Assuming DOGE transactions validate faster than Bitcoin given equal transaction fees, I think Peter Schiff is right on this point. For now. However, the Lightning Network is fairly evolved at this point. I hear it’s about as fast as a credit card transaction. And because DOGE doesn’t have Segwit, it has no chance of joining the Lightning Network. That’s not good for DOGE’s future.
5. (Peter is mostly wrong.) Network security. DOGE has only 856 nodes. Bitcoin has 9502 nodes. Obviously Bitcoin’s network is larger, more robust, less vulnerable to an attack, and probably faster in some countries due to the distribution and sophistication of the nodes compared to DOGE. That’s unlikely to change, because like I said, Bitcoin has the best developers.
I think that addresses the main arguments for/against Bitcoin and Doge. Personally, I wouldn’t even compare Bitcoin to Dogecoin. But that’s what is on everyone’s mind right now. It’s no contest, and that’s not because of any joke, or meme, but for the reasons I mentioned. I must give Peter Schiff some credit here, because DOGE does work, last I checked, and shouldn’t be completely disregarded as a “joke” with no utility. Like I said, for educational purposes, I think DOGE is a fine way to learn how cryptocurrency works.

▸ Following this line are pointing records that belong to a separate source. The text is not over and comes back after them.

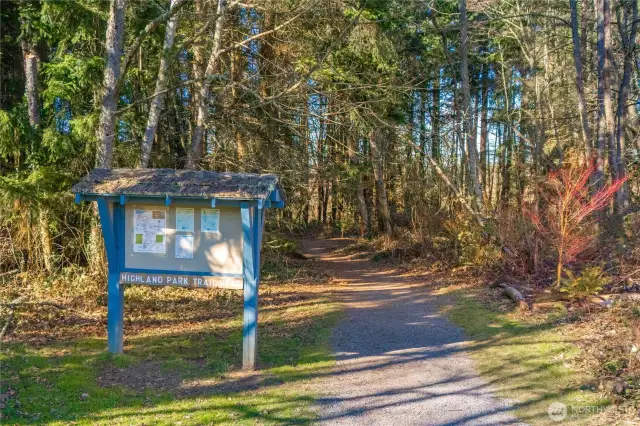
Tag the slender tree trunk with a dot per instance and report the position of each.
(435, 118)
(582, 103)
(602, 128)
(607, 94)
(45, 239)
(472, 151)
(628, 41)
(484, 134)
(113, 46)
(161, 86)
(383, 203)
(31, 59)
(362, 202)
(195, 152)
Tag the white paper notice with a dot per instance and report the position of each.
(184, 219)
(149, 231)
(184, 246)
(210, 220)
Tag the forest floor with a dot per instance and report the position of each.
(426, 349)
(343, 340)
(182, 356)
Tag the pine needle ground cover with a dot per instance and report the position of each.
(183, 350)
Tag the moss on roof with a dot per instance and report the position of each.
(179, 183)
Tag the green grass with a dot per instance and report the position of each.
(60, 382)
(529, 360)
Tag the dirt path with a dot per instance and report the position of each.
(400, 361)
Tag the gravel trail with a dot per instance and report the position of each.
(399, 360)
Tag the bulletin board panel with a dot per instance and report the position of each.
(213, 252)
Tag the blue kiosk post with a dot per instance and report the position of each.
(197, 229)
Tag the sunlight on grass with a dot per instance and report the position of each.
(173, 376)
(529, 361)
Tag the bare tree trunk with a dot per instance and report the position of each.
(113, 46)
(484, 128)
(472, 154)
(203, 96)
(161, 86)
(607, 96)
(383, 204)
(582, 104)
(45, 239)
(628, 42)
(602, 134)
(435, 118)
(31, 59)
(362, 203)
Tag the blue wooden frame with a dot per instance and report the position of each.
(112, 220)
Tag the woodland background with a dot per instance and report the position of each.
(452, 128)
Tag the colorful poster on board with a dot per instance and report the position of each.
(184, 219)
(184, 246)
(210, 220)
(149, 231)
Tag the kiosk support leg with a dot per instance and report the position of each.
(115, 291)
(250, 324)
(115, 314)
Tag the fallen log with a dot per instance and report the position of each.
(513, 294)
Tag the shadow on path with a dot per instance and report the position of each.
(399, 360)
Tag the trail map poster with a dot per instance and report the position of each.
(210, 220)
(184, 219)
(149, 231)
(184, 246)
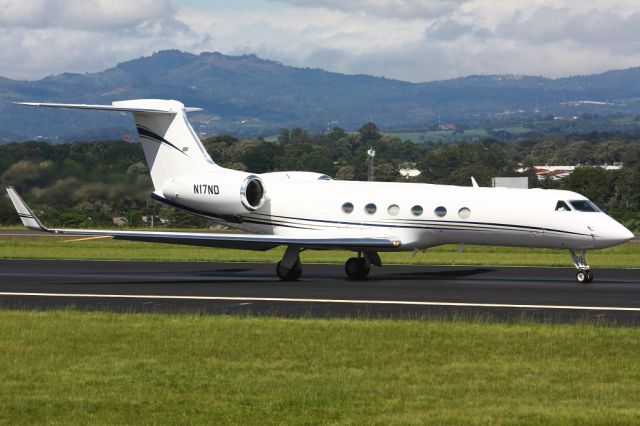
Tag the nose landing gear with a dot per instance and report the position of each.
(290, 267)
(358, 268)
(584, 274)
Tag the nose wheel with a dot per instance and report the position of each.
(584, 277)
(584, 274)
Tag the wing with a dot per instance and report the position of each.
(237, 241)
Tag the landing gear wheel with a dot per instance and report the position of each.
(357, 268)
(584, 276)
(289, 274)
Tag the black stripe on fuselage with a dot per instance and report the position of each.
(289, 222)
(422, 224)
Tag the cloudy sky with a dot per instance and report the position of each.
(419, 40)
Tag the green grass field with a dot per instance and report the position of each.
(77, 368)
(51, 247)
(72, 367)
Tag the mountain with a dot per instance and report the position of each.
(247, 95)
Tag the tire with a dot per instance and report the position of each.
(357, 268)
(582, 277)
(589, 276)
(286, 274)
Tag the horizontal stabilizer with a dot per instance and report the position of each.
(221, 240)
(139, 105)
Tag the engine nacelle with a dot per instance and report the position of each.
(218, 193)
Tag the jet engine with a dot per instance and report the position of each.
(218, 193)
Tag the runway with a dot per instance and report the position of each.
(391, 292)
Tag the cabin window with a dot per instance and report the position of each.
(584, 206)
(417, 210)
(464, 213)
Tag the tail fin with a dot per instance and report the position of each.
(170, 145)
(27, 217)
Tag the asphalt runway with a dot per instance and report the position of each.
(548, 294)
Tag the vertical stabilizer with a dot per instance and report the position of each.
(170, 144)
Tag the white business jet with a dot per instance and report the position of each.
(305, 210)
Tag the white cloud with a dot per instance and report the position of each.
(412, 40)
(404, 9)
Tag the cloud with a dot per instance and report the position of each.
(93, 15)
(405, 9)
(402, 39)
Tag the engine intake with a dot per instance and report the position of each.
(224, 193)
(252, 193)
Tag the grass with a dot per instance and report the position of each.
(68, 367)
(51, 247)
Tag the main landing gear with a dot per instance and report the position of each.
(584, 274)
(290, 267)
(357, 268)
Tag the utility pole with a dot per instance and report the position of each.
(371, 153)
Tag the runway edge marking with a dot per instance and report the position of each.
(345, 301)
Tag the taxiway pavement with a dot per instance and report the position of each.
(392, 291)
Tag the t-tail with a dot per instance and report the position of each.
(171, 146)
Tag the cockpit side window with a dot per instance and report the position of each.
(584, 206)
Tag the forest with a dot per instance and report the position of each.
(87, 184)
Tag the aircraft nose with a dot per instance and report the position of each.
(614, 234)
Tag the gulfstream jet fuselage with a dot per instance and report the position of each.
(305, 210)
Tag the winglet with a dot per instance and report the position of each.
(26, 215)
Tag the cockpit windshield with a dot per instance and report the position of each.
(584, 206)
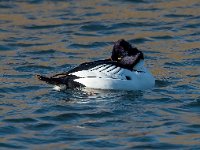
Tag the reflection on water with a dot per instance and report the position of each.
(47, 37)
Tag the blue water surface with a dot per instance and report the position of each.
(48, 37)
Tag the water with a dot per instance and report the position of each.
(48, 37)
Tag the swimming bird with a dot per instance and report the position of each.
(125, 70)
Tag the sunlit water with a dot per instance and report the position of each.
(48, 37)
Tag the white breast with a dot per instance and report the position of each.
(108, 76)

Maybe DOGE has some unlikely future advantage, the same way a classic car might race past a Tesla after an EMP strike. But in real life, in the event of a disaster, I would count on Bitcoin to recover quickly, with the sharpest minds in the world working on attacking and improving it. Then again, old technology sometimes has a robustness to it. New code tends to break things in unlikely ways.
Overall, Bitcoin has many more eyeballs looking out for pitfalls, and all changes go through rigorous testing. A stale codebase is more vulnerable than an active codebase.